Acknowledging that they haven’t seen their client in person, the judge asks if the defense has been able to speak to Assange by phone. They respond yes, but only twice in very short conversations:
“It is not easy and even coherent on the phone. I don’t want to belabor the difficulties we have had in communicating with our client in the past week, but they have been very significant in the time period you are concerned with. He was, in essence, over that unsatisfactory medium, he was having to take in information from us on – any view – complex documents and to make him aware of the issues and to take a decision on them.”
The defense explained there is no videolink, only these short, difficult conversations by phone. The judge adjourned for 10 minutes to consider the defense’s application.
Judge denies defense request for adjournment
The judge says the defense had time to apply to adjourn previously and they did not do so. Rejecting the defense’s reasoning for applying now, she says she ruled not to excise new conduct now but this can’t have come as a surprise and the defense should have acted as if we would proceed. Judge denies defense application to adjourn.
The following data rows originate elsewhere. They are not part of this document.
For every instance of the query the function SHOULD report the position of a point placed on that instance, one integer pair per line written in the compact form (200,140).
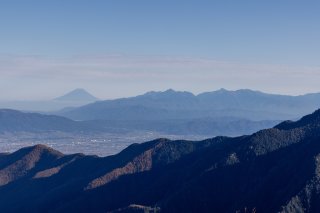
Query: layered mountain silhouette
(272,170)
(77,95)
(16,121)
(75,98)
(170,104)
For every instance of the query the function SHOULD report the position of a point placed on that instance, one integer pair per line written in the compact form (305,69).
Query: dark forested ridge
(273,170)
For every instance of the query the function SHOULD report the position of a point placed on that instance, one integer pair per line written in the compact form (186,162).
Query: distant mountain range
(273,170)
(75,98)
(170,104)
(16,121)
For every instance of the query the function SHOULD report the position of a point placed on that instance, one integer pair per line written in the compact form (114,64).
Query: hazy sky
(116,48)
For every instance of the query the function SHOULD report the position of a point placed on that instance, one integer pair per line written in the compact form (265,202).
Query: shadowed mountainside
(273,170)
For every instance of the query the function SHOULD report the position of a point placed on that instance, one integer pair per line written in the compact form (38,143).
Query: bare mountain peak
(77,95)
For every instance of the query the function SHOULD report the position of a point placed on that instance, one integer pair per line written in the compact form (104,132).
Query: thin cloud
(129,75)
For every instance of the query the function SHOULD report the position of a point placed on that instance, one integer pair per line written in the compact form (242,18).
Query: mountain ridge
(272,170)
(170,104)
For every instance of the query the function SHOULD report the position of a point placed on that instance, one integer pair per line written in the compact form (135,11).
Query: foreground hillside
(273,170)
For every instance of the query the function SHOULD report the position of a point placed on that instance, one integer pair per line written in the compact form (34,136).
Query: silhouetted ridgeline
(273,170)
(170,104)
(16,121)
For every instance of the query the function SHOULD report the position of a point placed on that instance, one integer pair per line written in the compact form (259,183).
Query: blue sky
(271,46)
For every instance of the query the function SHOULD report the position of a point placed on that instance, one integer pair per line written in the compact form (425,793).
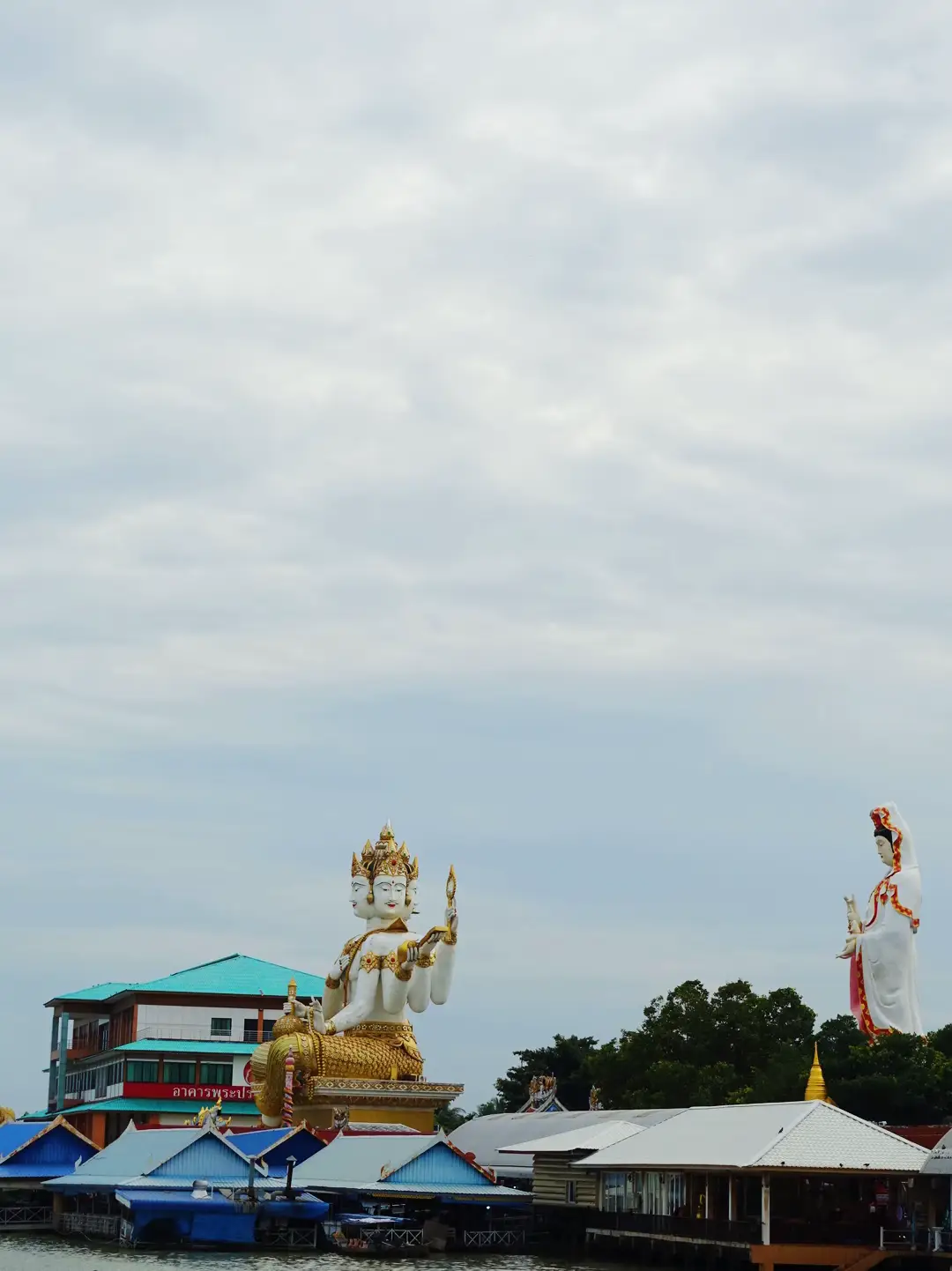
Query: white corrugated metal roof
(486,1135)
(940,1159)
(590,1138)
(762,1135)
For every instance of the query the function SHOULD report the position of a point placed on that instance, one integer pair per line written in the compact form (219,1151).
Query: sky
(525,422)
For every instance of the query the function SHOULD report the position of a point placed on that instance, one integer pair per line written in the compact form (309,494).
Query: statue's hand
(849,948)
(854,925)
(316,1015)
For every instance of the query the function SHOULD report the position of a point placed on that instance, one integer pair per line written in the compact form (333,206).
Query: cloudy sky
(528,422)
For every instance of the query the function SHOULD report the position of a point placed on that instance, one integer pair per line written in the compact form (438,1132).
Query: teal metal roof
(230,1107)
(144,1046)
(234,975)
(95,992)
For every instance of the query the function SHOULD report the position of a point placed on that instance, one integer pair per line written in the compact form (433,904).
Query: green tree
(900,1079)
(731,1046)
(569,1060)
(492,1107)
(450,1118)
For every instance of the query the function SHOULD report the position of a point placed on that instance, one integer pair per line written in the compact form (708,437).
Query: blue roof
(235,975)
(31,1150)
(172,1156)
(422,1164)
(275,1147)
(14,1133)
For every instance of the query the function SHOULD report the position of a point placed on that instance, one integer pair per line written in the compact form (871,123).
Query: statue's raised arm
(881,948)
(362,1029)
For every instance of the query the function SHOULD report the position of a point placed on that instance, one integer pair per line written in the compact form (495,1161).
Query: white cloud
(580,370)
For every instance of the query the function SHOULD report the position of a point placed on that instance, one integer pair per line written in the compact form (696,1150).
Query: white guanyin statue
(881,948)
(361,1029)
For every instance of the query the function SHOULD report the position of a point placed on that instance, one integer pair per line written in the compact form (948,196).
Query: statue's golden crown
(384,858)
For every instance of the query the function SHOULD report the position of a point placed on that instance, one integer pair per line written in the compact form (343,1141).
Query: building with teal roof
(159,1050)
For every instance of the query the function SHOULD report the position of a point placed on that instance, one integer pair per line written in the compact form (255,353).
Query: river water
(52,1253)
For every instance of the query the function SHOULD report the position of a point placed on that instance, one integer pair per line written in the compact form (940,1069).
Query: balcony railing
(806,1230)
(198,1032)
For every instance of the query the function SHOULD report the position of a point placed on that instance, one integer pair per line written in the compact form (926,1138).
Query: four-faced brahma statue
(360,1029)
(881,948)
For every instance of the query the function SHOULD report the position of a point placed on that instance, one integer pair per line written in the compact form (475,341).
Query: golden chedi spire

Journalism professor begins testimony
Mark Feldstein, journalism historian and professor at the University of Maryland, gives testimony. See his witness statement here as to his determination that what Assange and WikiLeaks practice is journalism: Mark Feldstein witness statement
Feldstein testifies to the ubiquity of leaks of classified information:
“There are so many of them – thousands upon thousands – it is routine; every study in the last 60 years has said the leaks of classified information inform the public about government decision making but they also evidence government dishonesty….and they go back to George Washington’s presidency.”
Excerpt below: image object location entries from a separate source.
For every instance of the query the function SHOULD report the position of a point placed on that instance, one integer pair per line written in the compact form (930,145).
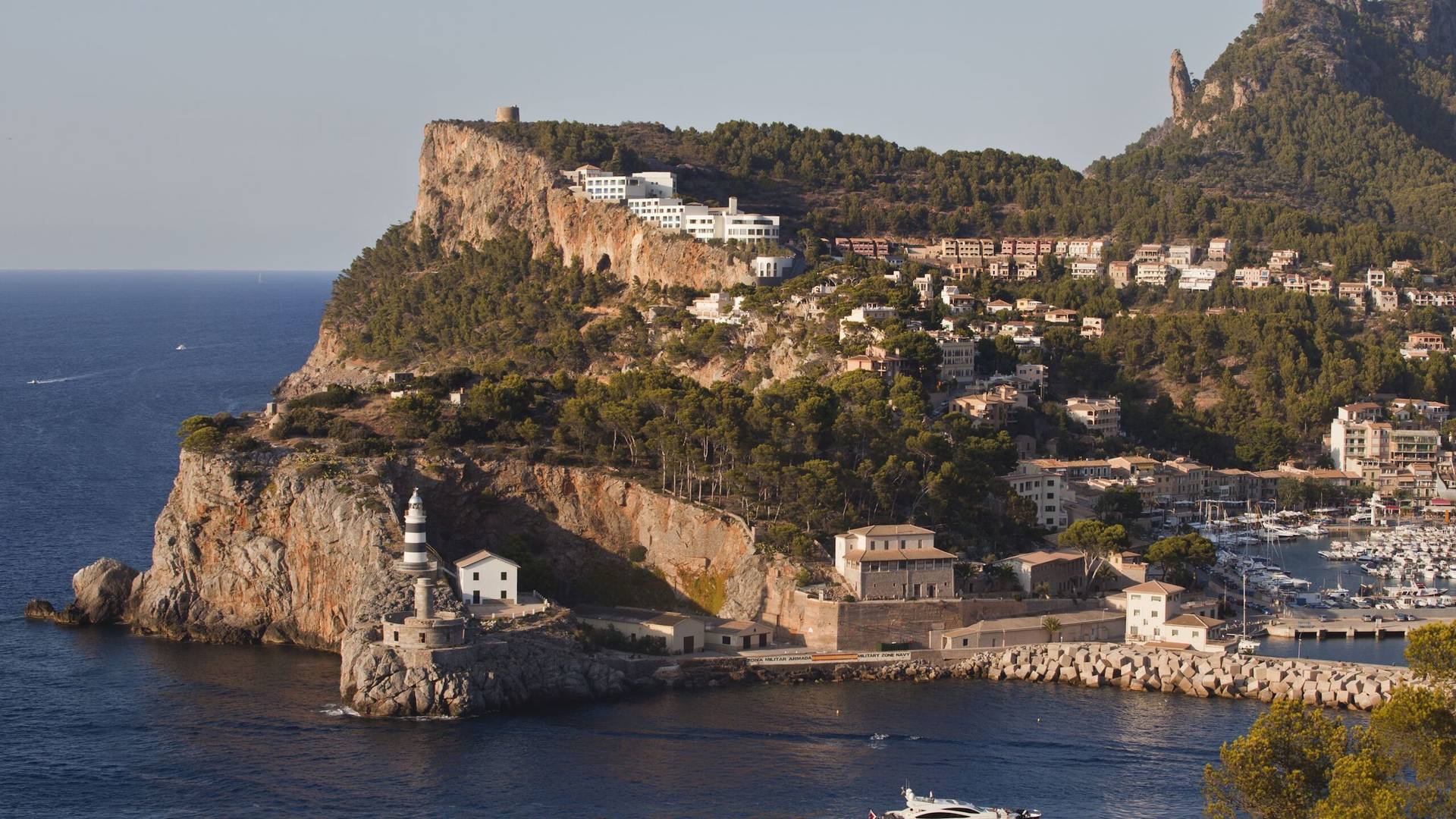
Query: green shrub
(332,398)
(204,439)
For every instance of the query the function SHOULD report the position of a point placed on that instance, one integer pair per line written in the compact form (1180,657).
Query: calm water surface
(101,722)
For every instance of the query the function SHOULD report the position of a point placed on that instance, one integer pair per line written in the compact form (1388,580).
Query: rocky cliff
(296,548)
(472,186)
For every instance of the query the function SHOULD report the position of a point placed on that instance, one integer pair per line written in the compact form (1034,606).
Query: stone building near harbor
(894,563)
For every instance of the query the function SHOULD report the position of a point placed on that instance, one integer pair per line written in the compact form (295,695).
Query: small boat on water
(929,806)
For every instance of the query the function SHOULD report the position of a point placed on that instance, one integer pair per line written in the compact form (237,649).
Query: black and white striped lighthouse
(417,551)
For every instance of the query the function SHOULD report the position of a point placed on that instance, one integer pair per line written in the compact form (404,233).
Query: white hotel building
(653,197)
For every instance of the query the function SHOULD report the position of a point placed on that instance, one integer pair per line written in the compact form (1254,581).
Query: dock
(1347,627)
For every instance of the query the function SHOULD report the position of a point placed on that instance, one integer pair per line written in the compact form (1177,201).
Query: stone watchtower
(421,629)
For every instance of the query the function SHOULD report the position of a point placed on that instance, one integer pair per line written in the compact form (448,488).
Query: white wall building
(606,187)
(957,356)
(1100,416)
(772,268)
(666,213)
(487,577)
(1043,488)
(702,222)
(1197,279)
(718,308)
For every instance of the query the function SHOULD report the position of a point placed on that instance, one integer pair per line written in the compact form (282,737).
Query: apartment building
(1100,416)
(728,223)
(1253,278)
(862,246)
(957,356)
(1421,344)
(1153,275)
(1417,409)
(992,409)
(1283,260)
(1183,253)
(1041,487)
(601,186)
(1432,297)
(1149,254)
(1385,299)
(1120,275)
(886,365)
(954,248)
(1360,444)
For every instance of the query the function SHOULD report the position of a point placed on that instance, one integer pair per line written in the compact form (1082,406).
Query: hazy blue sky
(286,136)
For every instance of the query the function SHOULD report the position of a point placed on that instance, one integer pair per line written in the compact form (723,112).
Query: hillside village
(946,319)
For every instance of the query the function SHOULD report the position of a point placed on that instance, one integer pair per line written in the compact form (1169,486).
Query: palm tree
(1053,627)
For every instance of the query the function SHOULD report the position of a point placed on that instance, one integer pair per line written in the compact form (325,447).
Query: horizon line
(161,270)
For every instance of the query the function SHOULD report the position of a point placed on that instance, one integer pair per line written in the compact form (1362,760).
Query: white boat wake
(63,379)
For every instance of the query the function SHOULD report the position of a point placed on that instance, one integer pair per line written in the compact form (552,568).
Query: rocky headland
(284,547)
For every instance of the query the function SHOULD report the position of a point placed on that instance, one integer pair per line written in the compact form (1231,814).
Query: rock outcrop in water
(277,547)
(494,672)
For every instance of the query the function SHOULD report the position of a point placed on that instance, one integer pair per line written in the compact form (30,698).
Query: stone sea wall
(1098,665)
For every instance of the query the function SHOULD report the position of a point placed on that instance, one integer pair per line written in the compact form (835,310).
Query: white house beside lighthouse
(487,577)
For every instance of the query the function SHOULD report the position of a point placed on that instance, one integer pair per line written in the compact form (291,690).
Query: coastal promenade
(1308,627)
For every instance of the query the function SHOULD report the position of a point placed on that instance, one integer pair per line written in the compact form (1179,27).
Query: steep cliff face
(275,548)
(494,672)
(256,551)
(473,186)
(707,556)
(328,365)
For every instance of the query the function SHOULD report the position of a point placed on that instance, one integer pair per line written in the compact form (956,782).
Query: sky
(286,136)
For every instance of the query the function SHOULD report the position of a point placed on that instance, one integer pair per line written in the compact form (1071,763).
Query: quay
(1337,629)
(1308,627)
(1149,668)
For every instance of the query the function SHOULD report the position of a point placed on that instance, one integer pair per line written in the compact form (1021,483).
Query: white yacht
(930,808)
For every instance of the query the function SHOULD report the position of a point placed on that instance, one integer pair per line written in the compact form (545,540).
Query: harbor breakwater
(1091,665)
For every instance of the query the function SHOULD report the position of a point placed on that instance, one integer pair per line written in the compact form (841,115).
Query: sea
(101,722)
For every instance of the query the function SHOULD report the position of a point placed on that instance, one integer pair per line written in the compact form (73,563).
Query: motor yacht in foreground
(930,808)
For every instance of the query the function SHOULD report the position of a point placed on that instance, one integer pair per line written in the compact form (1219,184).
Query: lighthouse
(422,627)
(417,560)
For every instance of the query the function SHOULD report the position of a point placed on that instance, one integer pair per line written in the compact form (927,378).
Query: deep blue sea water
(101,722)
Some journalists make a career of this?
Feldstein says, “Yes, Pulitzer prize winners and some of the most respected journalists in the nation.”
Would you expect publishers to be prosecuted for this criminal conduct?
“Well no…because the First Amendment protects a free press and it is vital that the press expise wrongdoing….not because journalists are somehow privileged but that the public has a right to be informed.”
Has there ever been a precedent of the prosecution of a publisher?
“There has always been a divide, the source-distributor divide….they have charged whistleblowers or sources, but have never charged a publisher, a journalistic or other news outlet.”
There have been other attempts to prosecute journalists before?
“There have been extraordinary efforts to punish presidential enemies…”
Presidents going after journalists but never to the point of a grand jury returning charges?
At this point, the court had technical issues with Prof. Feldstein’s videolink, and adjourned for the day. Court resumes tomorrow, 10am London time.